Sur Mars, la gravité de 0,38 g est suffisante pour qu’une pâte lève correctement, mais plus lentement que sur Terre. Un pain traditionnel à base de blé pourrait être produit dans une serre martienne, à partir d’eau du sous-sol et de cultures hydroponiques embarquées. Les premières expérimentations au sol (simulateur Mars Dune Alpha au Johnson Space Center) ont donné des résultats encourageants en 2024 : un pain de mie classique, cuit à 180°C pendant 25 minutes, avec une mie correctement aérée et une croûte fine.
L’enjeu est double : nutritionnel (le pain apporte glucides complexes et fibres, essentiels pour la digestion en apesanteur) et psychologique (le rituel de fabrication du pain, l’odeur du levain, le partage autour d’un repas commun sont des marqueurs de vie terrestre essentiels pour le moral des équipages). Les agences spatiales en ont fait une priorité pour les missions de longue durée, qui peuvent durer 2 à 3 ans (aller-retour + séjour martien).
💡 Le saviez-vous ?
En 2024, l’astronaute française Sophie Adenot, en formation à la Cité de l’espace à Toulouse, a participé à une simulation de cuisine martienne en partenariat avec l’école Ferrandi Paris. Objectif : tester 12 recettes de pain adaptées à la gravité partielle de Mars. Les pains à base de farine d’algues et de levain naturel d’orge ont été les mieux notés par le panel sensoriel. Ces tests préfigurent les repas des futures missions européennes vers Mars à l’horizon 2040.
FAQ SUR LE PAIN DANS L’ESPACE
Pourquoi le pain est-il interdit dans la Station spatiale internationale ?
Le pain produit des miettes qui flottent librement en microgravité, pouvant être inhalées par les astronautes, bloquer les filtres à air, ou endommager les équipements électroniques sensibles.
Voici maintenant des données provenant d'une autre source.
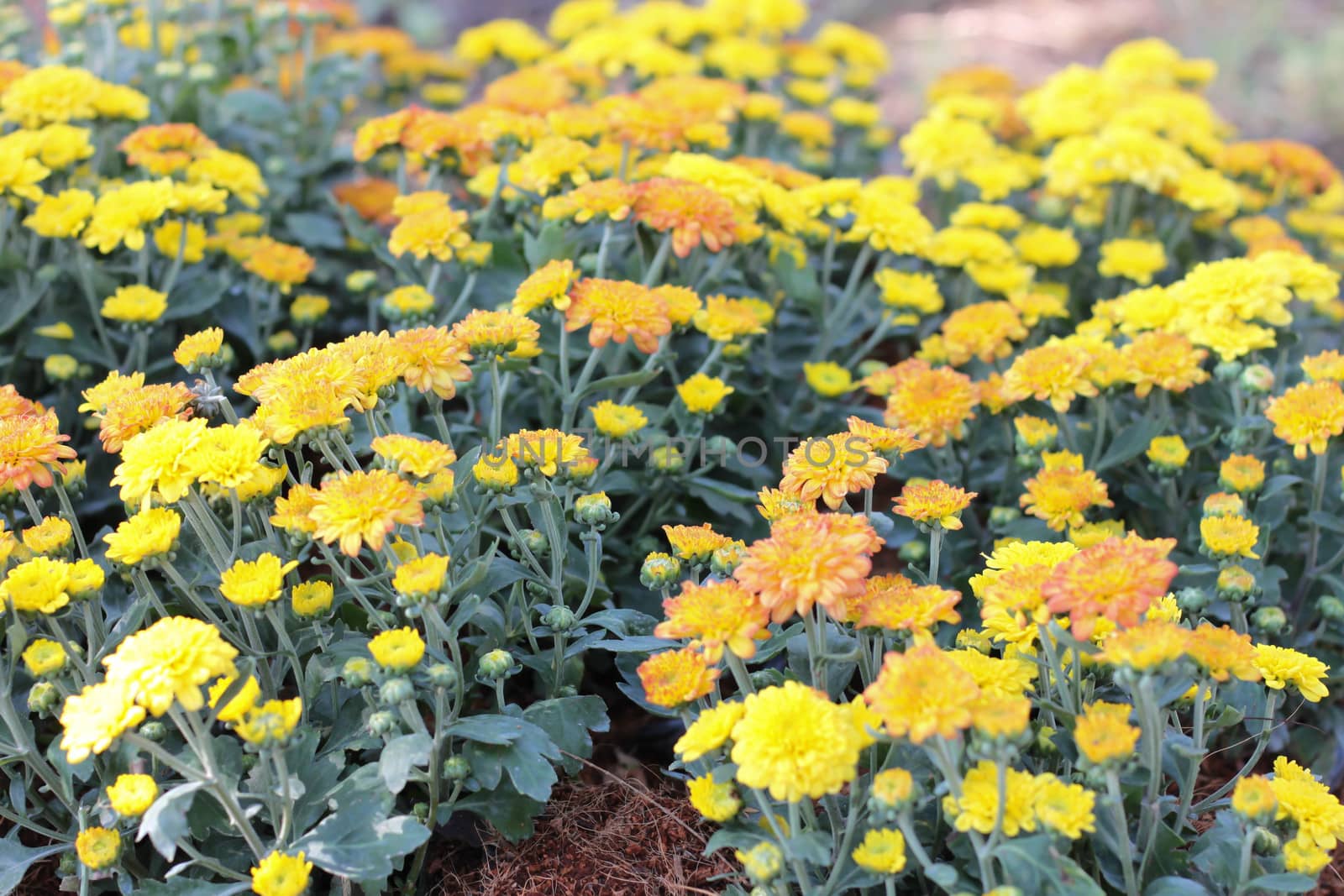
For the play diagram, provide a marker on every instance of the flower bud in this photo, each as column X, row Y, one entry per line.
column 660, row 571
column 383, row 723
column 496, row 664
column 561, row 620
column 396, row 691
column 1270, row 621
Depuis 1965 et l’expérience Gemini 3, la NASA a donc banni le pain classique de toutes les missions en orbite.
Que mangent les astronautes à la place du pain ?
Les astronautes remplacent le pain par des tortillas de blé (sans miettes), des pitas compressées, ou des pains spéciaux type « space bread » développés par la NASA. Les repas sont conçus pour éviter tout débris, et la nourriture est souvent lyophilisée, thermostabilisée ou en sachets refermables.
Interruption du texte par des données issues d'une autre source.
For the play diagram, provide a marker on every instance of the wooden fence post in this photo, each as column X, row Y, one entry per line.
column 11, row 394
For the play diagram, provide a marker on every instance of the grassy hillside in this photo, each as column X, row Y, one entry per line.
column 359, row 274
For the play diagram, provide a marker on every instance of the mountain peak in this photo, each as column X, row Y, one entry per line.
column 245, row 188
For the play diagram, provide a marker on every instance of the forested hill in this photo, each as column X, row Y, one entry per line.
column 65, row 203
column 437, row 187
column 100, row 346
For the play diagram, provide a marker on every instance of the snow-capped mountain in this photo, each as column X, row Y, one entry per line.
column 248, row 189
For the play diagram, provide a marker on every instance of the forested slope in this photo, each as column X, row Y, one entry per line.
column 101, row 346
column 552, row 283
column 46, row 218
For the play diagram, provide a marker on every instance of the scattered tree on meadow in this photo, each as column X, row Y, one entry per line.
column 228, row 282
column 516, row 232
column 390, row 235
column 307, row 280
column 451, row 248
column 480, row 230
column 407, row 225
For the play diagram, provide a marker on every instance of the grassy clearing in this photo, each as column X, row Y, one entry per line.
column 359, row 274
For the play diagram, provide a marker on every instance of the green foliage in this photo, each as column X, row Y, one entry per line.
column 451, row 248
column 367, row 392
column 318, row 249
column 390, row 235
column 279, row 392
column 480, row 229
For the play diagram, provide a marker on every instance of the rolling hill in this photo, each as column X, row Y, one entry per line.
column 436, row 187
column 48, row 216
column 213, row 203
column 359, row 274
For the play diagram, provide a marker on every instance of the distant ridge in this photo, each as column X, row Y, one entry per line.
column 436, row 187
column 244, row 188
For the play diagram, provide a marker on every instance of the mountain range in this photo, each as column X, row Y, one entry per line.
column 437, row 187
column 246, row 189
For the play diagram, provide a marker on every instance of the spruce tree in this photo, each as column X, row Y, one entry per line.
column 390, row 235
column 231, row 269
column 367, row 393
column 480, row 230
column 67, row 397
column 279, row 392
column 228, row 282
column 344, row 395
Les astronautes peuvent-ils manger du pain sur la Lune ou sur Mars ?
Sur la Lune (missions Apollo), les astronautes mangeaient du pain classique lors de leurs repas, mais en quantités limitées. Pour les futures missions vers Mars, la NASA développe des pains à base de farine d’insectes ou d’algues, plus nutritifs et zéro déchet. La pesanteur martienne (38 % de la Terre) permet d’envisager un retour partiel du pain classique.
Le pain fabriqué dans l’espace est-il différent du pain terrestre ?
Oui, le comportement du pain en microgravité est surprenant : les bulles d’air ne montent pas (pas de convection), la croûte ne forme pas, et la mie reste compacte. Les expériences Bake in Space, menées sur l’ISS depuis 2018, ont montré qu’un four spatial peut produire un pain rond et plat en 30 minutes, avec une texture proche d’une tortilla épaisse.
CE QU’IL FAUT RETENIR
Le pain est banni de l’espace depuis 1965, et ce n’est pas près de changer pour les missions orbitales. Les raisons sont multiples : miettes flottantes, risque d’incendie, comportement physique de la pâte altéré, perception du goût modifiée, conservation impossible, et impact psychologique. Face à ces contraintes, les agences spatiales ont développé des alternatives solides : tortillas de blé, pitas compressées, space bread cuit en orbite, et bientôt pains à base d’algues ou d’insectes pour les missions martiennes.
Le pain reste néanmoins un marqueur culturel et émotionnel fort, et son retour sous une forme ou une autre est attendu pour les missions de longue durée. Les fours spatiaux de nouvelle génération, testés sur l’ISS depuis 2018, ouvrent la voie à un futur où les astronautes pourraient à nouveau sentir l’odeur du pain frais, même à 400 km au-dessus de nos têtes.